A lot of people have halted their plans to make real estate investments because of this coronavirus pandemic, considering the fact that most countries have already sustained “irreparable” damages. From high death tolls to the economy of the country, the coronavirus is damaging almost every sector of the world.
Buying a house or a property is one of the most common, important, and prudent financial investment one can make throughout their lives.
During times of a distress, like now or the 2008 global financial crisis, things become worst as it breaks down our confidence and will to make such investments.
Problems like a pandemic are very hard to predict, considering the fact that we have no clue when the next one can come and affect our lives.

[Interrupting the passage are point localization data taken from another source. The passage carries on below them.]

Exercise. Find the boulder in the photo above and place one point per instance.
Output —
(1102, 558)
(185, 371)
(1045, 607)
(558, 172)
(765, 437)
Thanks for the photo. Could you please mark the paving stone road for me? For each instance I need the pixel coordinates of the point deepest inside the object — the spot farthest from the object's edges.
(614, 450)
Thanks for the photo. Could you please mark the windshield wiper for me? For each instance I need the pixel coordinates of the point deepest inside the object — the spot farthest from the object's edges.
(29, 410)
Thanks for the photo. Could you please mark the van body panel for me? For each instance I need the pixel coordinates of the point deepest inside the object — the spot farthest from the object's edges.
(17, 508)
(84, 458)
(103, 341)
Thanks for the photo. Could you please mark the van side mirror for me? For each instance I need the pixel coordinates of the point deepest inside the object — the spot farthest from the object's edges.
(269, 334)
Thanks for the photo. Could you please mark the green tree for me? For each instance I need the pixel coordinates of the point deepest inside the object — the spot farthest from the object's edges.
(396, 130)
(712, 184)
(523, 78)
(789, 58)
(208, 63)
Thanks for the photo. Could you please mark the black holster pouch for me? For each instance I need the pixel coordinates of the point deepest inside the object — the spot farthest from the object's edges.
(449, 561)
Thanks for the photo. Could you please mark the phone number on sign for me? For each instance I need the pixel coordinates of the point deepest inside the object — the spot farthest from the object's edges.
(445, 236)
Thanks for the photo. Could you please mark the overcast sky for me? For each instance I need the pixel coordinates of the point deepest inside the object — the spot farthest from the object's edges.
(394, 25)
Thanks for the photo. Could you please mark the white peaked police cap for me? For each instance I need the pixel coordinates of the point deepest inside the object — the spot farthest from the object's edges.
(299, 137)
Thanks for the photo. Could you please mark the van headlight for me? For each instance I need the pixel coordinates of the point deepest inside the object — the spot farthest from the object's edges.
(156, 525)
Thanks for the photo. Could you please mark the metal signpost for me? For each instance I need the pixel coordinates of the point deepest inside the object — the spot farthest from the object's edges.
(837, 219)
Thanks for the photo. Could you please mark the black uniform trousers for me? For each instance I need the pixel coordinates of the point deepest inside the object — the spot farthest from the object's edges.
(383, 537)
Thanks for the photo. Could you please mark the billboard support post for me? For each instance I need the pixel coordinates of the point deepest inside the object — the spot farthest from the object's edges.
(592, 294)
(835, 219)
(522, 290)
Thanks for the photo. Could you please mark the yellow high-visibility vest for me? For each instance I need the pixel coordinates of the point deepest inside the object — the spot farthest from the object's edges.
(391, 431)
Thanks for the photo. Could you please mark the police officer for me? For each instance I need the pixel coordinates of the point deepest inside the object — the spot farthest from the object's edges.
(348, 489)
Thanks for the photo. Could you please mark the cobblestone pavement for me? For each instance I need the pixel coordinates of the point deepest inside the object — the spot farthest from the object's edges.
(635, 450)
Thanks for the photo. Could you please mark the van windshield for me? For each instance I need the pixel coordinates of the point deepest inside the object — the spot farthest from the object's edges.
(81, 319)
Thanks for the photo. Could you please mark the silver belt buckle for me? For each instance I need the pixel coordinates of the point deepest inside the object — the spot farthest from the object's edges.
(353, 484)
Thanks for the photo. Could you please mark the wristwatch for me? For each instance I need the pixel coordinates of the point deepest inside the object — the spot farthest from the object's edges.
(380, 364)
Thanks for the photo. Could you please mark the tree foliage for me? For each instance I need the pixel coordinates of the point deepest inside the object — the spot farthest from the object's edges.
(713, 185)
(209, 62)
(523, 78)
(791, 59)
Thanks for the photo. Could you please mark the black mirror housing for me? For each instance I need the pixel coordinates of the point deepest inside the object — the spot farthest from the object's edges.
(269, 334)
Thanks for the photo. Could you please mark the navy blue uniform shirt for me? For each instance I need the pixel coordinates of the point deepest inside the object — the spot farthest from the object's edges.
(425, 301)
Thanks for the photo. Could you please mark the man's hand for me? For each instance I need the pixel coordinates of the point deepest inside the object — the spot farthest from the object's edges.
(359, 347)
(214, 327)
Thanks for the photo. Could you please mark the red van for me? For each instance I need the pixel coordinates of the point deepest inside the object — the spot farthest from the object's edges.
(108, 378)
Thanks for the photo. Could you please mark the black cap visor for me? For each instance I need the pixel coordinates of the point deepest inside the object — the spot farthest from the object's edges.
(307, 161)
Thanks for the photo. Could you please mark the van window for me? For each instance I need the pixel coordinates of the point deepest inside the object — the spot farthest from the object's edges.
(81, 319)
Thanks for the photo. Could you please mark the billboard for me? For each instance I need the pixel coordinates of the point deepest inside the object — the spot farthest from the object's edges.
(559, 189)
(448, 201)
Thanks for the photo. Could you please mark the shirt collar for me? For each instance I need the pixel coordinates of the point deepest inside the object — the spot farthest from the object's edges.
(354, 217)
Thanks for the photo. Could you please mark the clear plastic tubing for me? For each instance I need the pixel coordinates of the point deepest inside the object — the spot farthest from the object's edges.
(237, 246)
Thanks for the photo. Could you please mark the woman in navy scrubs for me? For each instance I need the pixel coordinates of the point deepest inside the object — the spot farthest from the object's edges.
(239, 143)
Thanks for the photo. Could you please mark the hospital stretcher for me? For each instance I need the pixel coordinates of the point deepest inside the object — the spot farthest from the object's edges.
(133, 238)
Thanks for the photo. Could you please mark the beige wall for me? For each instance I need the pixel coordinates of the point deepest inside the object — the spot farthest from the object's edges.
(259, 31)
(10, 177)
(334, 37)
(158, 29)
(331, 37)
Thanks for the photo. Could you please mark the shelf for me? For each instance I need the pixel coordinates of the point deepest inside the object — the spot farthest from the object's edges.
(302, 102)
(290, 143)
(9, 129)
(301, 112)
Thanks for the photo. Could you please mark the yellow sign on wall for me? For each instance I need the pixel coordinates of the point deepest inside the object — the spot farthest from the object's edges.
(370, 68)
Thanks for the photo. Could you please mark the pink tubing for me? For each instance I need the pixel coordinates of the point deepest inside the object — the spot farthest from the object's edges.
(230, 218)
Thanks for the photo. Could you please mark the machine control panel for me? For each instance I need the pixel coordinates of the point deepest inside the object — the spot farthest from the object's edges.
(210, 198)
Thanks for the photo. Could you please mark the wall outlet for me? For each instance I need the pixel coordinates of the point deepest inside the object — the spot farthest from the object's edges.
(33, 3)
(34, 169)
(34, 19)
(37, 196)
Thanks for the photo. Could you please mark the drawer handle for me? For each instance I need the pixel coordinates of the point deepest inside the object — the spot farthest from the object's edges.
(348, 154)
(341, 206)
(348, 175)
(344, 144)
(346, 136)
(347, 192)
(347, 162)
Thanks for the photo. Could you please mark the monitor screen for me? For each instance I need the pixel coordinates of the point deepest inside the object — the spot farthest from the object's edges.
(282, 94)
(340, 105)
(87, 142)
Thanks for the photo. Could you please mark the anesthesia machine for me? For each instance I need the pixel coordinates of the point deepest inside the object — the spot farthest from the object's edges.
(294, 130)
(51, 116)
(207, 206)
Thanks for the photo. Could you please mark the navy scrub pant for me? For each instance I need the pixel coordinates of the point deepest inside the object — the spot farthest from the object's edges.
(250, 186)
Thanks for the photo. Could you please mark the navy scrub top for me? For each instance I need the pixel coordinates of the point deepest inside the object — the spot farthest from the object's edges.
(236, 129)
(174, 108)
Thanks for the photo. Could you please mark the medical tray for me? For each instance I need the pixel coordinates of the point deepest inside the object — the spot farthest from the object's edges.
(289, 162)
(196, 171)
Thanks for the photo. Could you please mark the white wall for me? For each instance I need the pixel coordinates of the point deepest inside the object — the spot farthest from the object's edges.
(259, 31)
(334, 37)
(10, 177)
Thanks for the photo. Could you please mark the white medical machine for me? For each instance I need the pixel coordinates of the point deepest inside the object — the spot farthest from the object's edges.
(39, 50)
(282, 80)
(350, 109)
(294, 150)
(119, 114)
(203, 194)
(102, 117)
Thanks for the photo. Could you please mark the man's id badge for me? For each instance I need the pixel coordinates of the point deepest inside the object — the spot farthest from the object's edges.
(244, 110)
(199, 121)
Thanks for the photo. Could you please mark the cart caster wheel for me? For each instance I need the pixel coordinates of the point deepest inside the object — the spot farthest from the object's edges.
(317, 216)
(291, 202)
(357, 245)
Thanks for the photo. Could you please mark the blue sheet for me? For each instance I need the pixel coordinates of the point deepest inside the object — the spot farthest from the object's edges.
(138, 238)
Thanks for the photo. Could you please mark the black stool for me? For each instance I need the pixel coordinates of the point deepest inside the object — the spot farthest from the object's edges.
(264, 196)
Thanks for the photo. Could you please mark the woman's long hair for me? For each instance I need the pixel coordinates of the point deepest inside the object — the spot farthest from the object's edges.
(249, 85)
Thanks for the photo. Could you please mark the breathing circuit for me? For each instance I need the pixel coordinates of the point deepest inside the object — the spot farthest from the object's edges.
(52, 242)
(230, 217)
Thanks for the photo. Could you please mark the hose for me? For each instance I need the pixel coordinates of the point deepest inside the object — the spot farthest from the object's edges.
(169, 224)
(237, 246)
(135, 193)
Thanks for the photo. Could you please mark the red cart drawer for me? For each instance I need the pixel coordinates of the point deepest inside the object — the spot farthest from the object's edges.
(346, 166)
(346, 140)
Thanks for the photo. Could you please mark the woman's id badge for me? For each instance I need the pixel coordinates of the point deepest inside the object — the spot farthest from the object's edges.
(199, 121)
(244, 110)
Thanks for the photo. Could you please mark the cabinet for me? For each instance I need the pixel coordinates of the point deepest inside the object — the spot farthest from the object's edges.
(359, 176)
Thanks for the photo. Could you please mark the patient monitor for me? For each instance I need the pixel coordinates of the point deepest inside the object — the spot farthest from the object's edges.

When it comes to investments, the property market has remained resilient or was affected in the most minor ways.
DhruvArora, the CEO of Syfe, a Digital Wealth Manager, said:
In most historic recessions, the property market has either remained largely resilient or was only impacted across certain real estate sectors.
The most affected areas of this coronavirus pandemic are hotels, restaurants, and other Calgary mortgage agent related establishments that rely on services that require gatherings.
These things are currently prohibited, because doctors and researches point out that the best way to stop the spread of this virus is by practicing social distancing measures.
This also means that investors that were planning to open restaurants, hotels, gyms, and other businesses are going to halt their plans.
But the big question remains, should you purchase a real estate property during this pandemic?
The answer to that is yes, because of the current market rates, mortgage broker Calgary rates can buy properties at rates that have not been seen in a couple of years.
This is a good thing and a bad thing at the same time.
It is a good thing for buyers, but for sellers, they are potentially losing some money in the investment that they made a couple of years ago.